Ils sont arrivés en Europe quasiment sans bagages, juste équipés d’un portable. Leur souci permanent : trouver un chargeur et du réseau.
Ils sont arrivés en Europe quasiment sans bagages, juste équipés d’un portable. Leur souci permanent : trouver un chargeur et du réseau. © Fabrice Karra
La Rédaction

Vous voulez quitter votre pays en guerre ? Connectez-vous sur la Toile. Du « meilleur » passeur à l’itinéraire « idéal » avec les frontières « faciles », en passant par les prix des bateaux et les « bonnes » cartes Sim, vous obtenez, en temps réel, le coût de votre voyage. Un ingénieur en management a interrogé des dizaines de réfugiés sur l’île de Kos, en Grèce, calculé le rapport de ce juteux commerce pour les passeurs et leurs fournisseurs. Le résultat : un chiffre d’affaires de 1 milliard d’euros pour ce business du trafic humain. Rencontre avec un observateur actif qui veut garder l’anonymat.

Facebook, Viber, WhatsApp... les sésames de la fuite

Alors que le réseau de Mark Zuckerberg est accusé de siphonner nos données personnelles , sait-on qu’il permet aussi à des mafieux de s’enrichir sur la misère humaine ? D’un simple clic, on peut y trouver des annonces de passeurs proposant leurs prestations pour candidats à l’exil des côtes turques à l’Europe. Toutes sortes de bateaux, à toutes conditions, à tous les prix. Avec, parfois, des réductions pour enfants. Voilà ce qu’a découvert fortuitement un ancien consultant en management, parti en Grèce se livrer à l’une de ses passions, la photo.
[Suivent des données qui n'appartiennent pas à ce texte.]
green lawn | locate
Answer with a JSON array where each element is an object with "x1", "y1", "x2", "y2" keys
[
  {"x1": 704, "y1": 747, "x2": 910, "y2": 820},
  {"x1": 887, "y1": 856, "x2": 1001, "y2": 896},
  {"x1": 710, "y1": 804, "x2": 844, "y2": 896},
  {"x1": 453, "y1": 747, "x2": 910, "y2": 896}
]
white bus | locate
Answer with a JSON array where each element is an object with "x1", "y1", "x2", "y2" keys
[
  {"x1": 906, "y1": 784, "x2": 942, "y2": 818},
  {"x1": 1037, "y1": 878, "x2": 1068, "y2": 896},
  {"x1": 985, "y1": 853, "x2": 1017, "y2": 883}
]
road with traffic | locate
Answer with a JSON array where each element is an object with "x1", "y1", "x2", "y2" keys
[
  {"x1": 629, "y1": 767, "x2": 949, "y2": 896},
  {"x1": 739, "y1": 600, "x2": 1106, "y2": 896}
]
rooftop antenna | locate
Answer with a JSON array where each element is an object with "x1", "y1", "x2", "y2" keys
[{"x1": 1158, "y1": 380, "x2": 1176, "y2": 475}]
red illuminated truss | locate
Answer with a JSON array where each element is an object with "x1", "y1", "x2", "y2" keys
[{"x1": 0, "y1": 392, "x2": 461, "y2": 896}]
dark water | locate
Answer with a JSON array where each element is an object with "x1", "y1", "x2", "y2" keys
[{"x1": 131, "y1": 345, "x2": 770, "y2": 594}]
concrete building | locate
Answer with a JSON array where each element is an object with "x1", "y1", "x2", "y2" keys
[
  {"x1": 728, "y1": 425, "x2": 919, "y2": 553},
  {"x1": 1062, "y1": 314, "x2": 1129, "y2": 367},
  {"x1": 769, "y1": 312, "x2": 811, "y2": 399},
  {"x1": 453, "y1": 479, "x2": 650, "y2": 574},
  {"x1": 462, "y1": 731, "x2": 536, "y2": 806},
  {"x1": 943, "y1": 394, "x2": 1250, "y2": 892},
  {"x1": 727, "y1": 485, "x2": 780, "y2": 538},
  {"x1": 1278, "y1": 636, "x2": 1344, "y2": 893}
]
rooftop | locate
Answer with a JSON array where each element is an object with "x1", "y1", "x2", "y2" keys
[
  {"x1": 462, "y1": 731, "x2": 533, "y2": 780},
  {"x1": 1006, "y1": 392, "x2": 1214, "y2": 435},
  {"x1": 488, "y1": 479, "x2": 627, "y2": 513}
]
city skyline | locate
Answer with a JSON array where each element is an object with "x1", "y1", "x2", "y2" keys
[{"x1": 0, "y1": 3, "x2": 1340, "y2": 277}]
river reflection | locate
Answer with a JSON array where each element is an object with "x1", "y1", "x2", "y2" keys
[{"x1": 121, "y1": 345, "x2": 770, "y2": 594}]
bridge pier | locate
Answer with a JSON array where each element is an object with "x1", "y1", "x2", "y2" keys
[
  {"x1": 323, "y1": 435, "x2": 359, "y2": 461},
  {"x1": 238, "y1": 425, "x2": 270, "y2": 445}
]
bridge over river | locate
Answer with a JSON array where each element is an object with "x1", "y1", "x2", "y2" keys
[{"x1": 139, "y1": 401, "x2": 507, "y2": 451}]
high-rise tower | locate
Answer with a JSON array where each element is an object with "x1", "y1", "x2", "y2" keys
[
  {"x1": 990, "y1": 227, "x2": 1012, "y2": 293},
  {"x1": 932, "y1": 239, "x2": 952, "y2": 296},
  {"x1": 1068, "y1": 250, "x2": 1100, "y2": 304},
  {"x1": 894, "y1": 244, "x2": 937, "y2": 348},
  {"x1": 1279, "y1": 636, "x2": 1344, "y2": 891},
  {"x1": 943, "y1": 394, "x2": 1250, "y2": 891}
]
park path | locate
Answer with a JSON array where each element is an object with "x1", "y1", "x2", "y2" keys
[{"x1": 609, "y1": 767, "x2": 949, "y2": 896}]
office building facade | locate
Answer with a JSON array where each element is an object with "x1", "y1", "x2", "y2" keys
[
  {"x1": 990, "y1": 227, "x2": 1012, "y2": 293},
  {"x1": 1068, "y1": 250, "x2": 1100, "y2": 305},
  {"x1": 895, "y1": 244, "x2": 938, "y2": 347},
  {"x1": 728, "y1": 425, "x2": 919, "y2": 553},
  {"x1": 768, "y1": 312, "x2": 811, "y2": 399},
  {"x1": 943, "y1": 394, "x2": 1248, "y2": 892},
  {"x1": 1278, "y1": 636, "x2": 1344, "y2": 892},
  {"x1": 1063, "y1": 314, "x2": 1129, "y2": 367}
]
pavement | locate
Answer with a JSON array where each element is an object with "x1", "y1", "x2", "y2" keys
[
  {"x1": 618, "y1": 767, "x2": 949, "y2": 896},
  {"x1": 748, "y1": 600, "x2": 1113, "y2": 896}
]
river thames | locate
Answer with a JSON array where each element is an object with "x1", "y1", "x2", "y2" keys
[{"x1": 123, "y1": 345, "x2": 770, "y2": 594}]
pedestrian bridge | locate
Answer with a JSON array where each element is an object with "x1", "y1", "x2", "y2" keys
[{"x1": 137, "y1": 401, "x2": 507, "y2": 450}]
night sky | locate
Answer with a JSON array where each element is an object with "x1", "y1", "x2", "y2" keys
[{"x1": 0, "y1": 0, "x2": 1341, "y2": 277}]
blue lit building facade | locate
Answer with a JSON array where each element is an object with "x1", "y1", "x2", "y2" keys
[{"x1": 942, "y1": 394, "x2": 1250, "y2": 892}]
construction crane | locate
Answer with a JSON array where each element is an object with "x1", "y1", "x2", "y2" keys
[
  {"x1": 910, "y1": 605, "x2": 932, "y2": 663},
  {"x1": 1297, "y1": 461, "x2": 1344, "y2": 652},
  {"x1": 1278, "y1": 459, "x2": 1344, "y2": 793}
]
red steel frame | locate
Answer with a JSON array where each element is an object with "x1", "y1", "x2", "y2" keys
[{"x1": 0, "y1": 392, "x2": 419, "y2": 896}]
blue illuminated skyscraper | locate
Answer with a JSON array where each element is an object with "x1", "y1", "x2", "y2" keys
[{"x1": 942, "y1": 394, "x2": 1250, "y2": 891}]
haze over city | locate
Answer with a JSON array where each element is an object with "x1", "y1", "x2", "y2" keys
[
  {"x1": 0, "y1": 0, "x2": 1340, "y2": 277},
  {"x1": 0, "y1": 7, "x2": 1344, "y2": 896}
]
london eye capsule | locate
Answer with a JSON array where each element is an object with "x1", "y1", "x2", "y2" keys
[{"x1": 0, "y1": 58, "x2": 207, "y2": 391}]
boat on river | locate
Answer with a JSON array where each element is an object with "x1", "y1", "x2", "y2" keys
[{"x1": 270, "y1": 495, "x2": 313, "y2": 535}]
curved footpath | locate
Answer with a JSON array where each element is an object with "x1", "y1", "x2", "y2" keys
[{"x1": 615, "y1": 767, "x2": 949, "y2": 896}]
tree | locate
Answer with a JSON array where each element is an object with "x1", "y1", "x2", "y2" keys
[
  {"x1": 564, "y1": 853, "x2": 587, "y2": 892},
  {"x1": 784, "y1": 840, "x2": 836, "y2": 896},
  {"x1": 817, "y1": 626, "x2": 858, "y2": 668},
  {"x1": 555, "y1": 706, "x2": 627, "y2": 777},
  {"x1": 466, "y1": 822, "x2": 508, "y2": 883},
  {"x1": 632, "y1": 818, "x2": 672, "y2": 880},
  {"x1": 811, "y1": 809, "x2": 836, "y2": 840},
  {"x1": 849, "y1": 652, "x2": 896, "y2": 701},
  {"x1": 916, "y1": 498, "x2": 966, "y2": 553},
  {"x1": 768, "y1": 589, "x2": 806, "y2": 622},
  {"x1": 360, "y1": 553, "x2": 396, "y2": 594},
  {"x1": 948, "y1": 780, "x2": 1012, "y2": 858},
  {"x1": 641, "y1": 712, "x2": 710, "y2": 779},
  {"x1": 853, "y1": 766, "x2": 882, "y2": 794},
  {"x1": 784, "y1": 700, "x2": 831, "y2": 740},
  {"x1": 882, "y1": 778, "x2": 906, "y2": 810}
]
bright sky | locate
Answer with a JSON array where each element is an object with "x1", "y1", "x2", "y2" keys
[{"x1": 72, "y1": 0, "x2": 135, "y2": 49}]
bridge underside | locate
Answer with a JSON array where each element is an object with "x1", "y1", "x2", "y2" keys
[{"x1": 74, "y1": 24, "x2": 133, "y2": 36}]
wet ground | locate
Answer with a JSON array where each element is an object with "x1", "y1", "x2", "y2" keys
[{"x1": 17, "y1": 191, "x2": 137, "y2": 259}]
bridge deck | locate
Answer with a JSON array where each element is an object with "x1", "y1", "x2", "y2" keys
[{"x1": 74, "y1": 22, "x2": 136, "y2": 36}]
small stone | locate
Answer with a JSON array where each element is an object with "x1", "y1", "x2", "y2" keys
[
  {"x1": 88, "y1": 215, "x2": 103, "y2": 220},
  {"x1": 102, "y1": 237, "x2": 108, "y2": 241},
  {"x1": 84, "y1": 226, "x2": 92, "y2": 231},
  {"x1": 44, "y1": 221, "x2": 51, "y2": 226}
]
Devant la masse des réfugiés débarquant sur la petite île de Kos en cette fin d’été 2015, il a voulu savoir comment ces milliers d’hommes et de femmes s’y étaient pris. Beaucoup lui répondaient : « Facebook. » L’homme n’est pas journaliste, et préfère garder l’anonymat – la mafia des smugglers (passeurs, contrebandiers d’êtres humains) n’ayant rien d’enfants du bon Dieu. Mais interpellé par l’hallucinante facilité du système et sa totale impunité, il a pris le temps d’y regarder de plus près une fois de retour chez lui. En tant qu’intervenant régulier en fac d’économie, il s’est intéressé à l’aspect financier du système : juteux. En tant que citoyen, il a tout naturellement été choqué. Mais était-ce à lui de lever le lièvre ? Les récentes révélations sur Facebook l’ont décidé à nous raconter ce qu’il a observé, preuves à l’appui. Si le célèbre réseau veut vraiment se refaire une virginité, il lui reste beaucoup à accomplir.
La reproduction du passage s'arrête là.